Throughout these searches and as she kept up her lie, Ferreira says she thought “101 times” about coming clean but she was scared and stayed silent.
“There’s no rational reason why I thought any of this,” she acknowledges, her voice choking up. “I’m the first person to say to my nieces or my family, ‘Just say the truth, the truth is always better than lying,’ and then I turned around and [did] exactly what I told them not to do just out of fear.”
Ferreira says she is going to write to Mayo’s family directly.
While she says that Knox died in late June, after he had been at her home for about a month for training, Mayo says his family’s issues with her predated that by several weeks.
He says he first contracted Ferreira in April. “I was looking for a dog trainer because we just had a baby and he was peeing on the floor, just like a jealous dog does,” he says.
Ferreira took Knox for two weeks in April, returning him to the family upon completion of the training, Mayo says. She says there were no issues during that first session with Knox and about a month later she took him back for a refresher course.

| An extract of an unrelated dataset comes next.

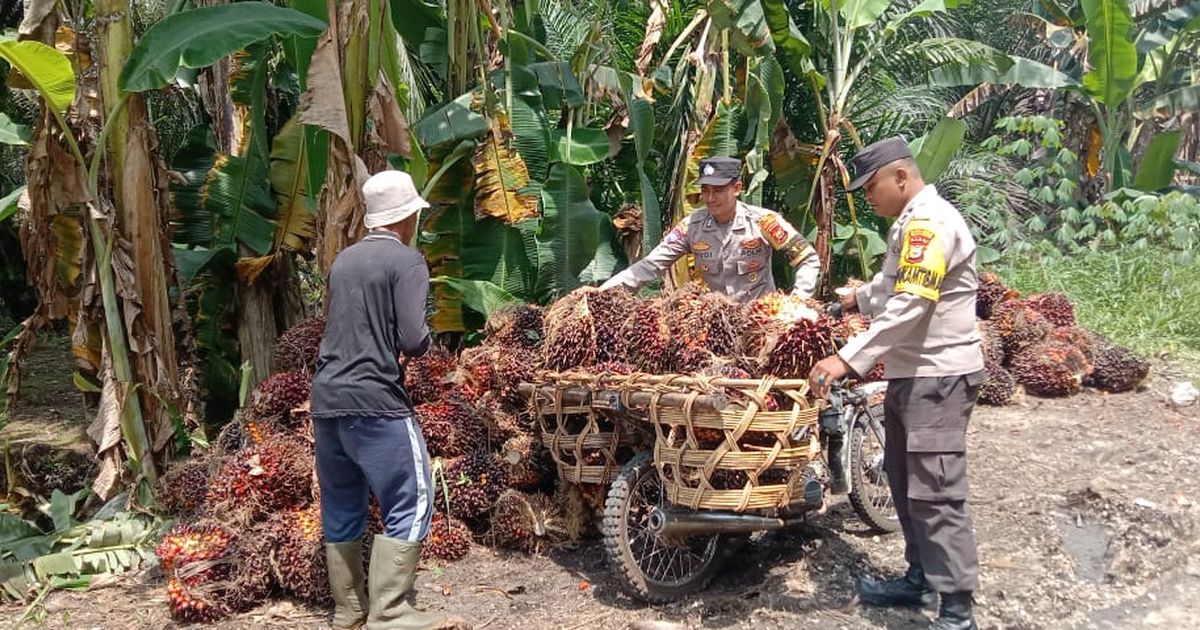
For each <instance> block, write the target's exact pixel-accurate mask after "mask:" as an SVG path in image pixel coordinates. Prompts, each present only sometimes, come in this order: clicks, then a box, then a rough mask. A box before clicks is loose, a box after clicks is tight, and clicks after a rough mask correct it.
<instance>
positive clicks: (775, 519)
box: [647, 508, 792, 538]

“That was the last time I saw Knox,” Mayo says.
After taking Knox, Ferreira didn’t contact Mayo for more than a week, he says.

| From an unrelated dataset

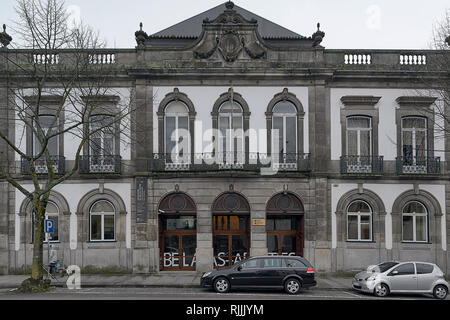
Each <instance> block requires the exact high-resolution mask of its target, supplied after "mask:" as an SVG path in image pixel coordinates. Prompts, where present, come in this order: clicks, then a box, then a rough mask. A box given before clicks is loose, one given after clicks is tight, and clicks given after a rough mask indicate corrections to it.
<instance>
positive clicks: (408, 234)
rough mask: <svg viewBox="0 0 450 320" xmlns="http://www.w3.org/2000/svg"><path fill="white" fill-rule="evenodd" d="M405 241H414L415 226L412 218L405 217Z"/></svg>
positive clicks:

The couple repeatedly called and texted Ferreira — “We were like, ‘Forget the training, we just want Knox back,’ ” Mayo says — but she allegedly kept giving them “the run around.” (Ferreira disputes this version of events, before Knox died, saying she was always communicative when reached by the family.)
“At one point, she said she couldn’t give him back because her mom was sick,” Mayo says.
Eventually, he says, he and his wife threatened to call the police, which prompted Ferreira to finally agree to meet them at their home. Yet Ferreira was allegedly a no-show.
“I remember hearing my wife on the phone with her, saying, ‘You better not have lost my dog.’ Then she told us she was walking Knox and she turned around to pick up another dog’s poop and he was gone. We knew that was B.S. because Knox is an English bulldog. He can’t even run.”
Just before his death, Ferreira says, she was planning on returning him because his training was complete.
Earlier this week Mayo said he, his wife, Chantel, and his four children — Chya, 7, Jerod, Jr., 6, Chyanne, 3, Chylo, 8 months — were waiting for the final results of Knox’s necropsy to hopefully learn the truth about what happened to him.
But regardless of the outcome, Mayo said he would go “the long haul” to find justice.
Knox is never far from Ferreira’s mind as well. “It’s all I think about, is him,” she says. “I don’t want anybody to have to suffer through this. I wish I had done things 100 percent differently.”
On that, she and authorities agree.
Says Chief McGrath: “There’s a saying that goes to the effect of ‘the cover up is worse than the crime’ … Had she been truthful, then probably none of us would be talking.”